Stride put the bat down. “Logically, everything points to Peter. She was killed with his bat, and he’s had the murder weapon for years. If it weren’t for Finn, I’d be certain that Peter killed her. Not that we’d be any closer to making a case.”

 

“Peter wants me to gather evidence against Finn,” Serena said.

 

“Are you going to do it?”

 

“I think so.”

 

“You may be helping the man who’s really guilty.”

 

“I know.”

 

“But you can’t resist the chase?”

 

“No,” she admitted.

 

“Rikke has shut Finn down,” Stride said. “She’s hired a lawyer. You can’t talk to her.”

 

“I’ve got a different angle,” Serena said.

 

“Oh?”

 

“I want to go to North Dakota tomorrow. I want to find out about Finn’s childhood. Tish said something terrible happened to him there.

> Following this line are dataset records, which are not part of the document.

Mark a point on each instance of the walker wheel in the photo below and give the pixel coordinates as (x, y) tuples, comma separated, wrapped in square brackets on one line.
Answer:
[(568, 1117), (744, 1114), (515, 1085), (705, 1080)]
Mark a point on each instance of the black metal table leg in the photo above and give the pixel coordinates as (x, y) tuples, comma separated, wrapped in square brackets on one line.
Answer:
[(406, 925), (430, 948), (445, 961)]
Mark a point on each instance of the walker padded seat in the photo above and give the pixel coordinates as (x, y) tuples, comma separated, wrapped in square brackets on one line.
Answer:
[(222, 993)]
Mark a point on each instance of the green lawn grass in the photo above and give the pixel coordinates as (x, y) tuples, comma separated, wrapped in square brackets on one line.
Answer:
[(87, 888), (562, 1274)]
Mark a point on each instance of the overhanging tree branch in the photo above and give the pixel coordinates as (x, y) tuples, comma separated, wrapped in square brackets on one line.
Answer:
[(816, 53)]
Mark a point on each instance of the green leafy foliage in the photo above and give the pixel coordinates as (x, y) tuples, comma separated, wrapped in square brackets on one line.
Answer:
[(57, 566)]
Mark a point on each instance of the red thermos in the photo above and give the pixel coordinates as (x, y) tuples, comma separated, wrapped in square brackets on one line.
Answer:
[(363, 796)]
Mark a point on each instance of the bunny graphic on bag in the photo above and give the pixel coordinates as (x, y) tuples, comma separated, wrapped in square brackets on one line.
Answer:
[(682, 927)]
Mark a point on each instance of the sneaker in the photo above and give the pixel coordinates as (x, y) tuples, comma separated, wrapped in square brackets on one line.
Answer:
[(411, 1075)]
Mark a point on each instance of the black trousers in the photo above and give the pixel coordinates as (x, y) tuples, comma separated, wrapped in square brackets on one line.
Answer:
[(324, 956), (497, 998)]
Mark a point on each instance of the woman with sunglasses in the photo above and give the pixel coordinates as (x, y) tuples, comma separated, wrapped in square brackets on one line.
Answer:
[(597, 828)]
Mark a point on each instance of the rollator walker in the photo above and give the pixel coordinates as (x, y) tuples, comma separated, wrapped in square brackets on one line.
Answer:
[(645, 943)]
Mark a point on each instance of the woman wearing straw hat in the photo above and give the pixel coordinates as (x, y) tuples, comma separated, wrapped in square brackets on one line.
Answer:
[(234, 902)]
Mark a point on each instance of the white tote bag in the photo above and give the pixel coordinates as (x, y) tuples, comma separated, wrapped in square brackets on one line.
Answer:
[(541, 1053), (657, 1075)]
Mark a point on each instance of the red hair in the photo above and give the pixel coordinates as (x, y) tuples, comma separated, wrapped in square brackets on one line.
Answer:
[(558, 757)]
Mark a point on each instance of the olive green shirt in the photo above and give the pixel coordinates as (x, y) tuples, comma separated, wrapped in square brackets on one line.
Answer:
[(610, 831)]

I’d like to find out what. Maybe that’s the missing link.”

 

“Take Maggie with you,” Stride suggested. “I’d like to have someone official on the trip.”

 

“You mean five hours each way arguing with Maggie about the radio station? We’ll kill each other.”

 

Stride laughed. “So take a private plane. Stanhope can afford it.”

 

“True.”

 

“We better get some sleep,” he said.

 

“To hell with sleep.”

 

Serena got up lazily from the love seat. She brushed her black hair back away from her face. Holding onto Stride’s shoulders, she straddled him on the sofa, with her knees on either side of his legs and her breasts near his lips. His hands slid behind her and cupped her buttocks through her panties. She put her hands on his face, bent her neck forward, and kissed him.

 

“I dreamed that you caught me sleeping with Tish and you beat her to death. You murdering bastard.”

 

“Tell me more,” he said.

 

“I don’t kiss and tell.”

 

“You’re a tease.”

 

“Do you find Tish attractive?” she asked him.

 

“Pretty, but not my type,” he said.

 

“Are you thinking about her or me right now?” she asked, pressing down with her hips.

 

“You.”

 

“Good answer.”

 

The phone rang.

 

“God hates me,” Serena said, rolling to her left and studying the caller ID screen on the receiver. “Private call.”

 

“Wrong number.”

 

“Ignore it?”

 

“No, better get it.”

 

She groaned and picked up the phone. “What?”

 

The male voice on the line was honey-smooth and deep as a foghorn. The caller asked for Stride. Serena punched the speakerphone button and held the phone to Jonny’s mouth as she climbed back on top of him and worked awkwardly on his clothes.

 

“Stride,” he said impatiently. “Who is this?”

 

“I’m a friend of a friend.”

 

“My friends don’t call at three in the morning,” Stride snapped.

 

“I’m sorry for the time.”

 

“What do you want?”

 

“Do you know a man named Hubert Jones?”

 

Stride looked at Serena, who stopped what she was doing long enough to shake her head. “No,” he said.

 

“He knows you.”

 

“Oh?”

 

“He wants to talk to you.”

 

“Have him call me at the office in the morning. My secretary can schedule an appointment.”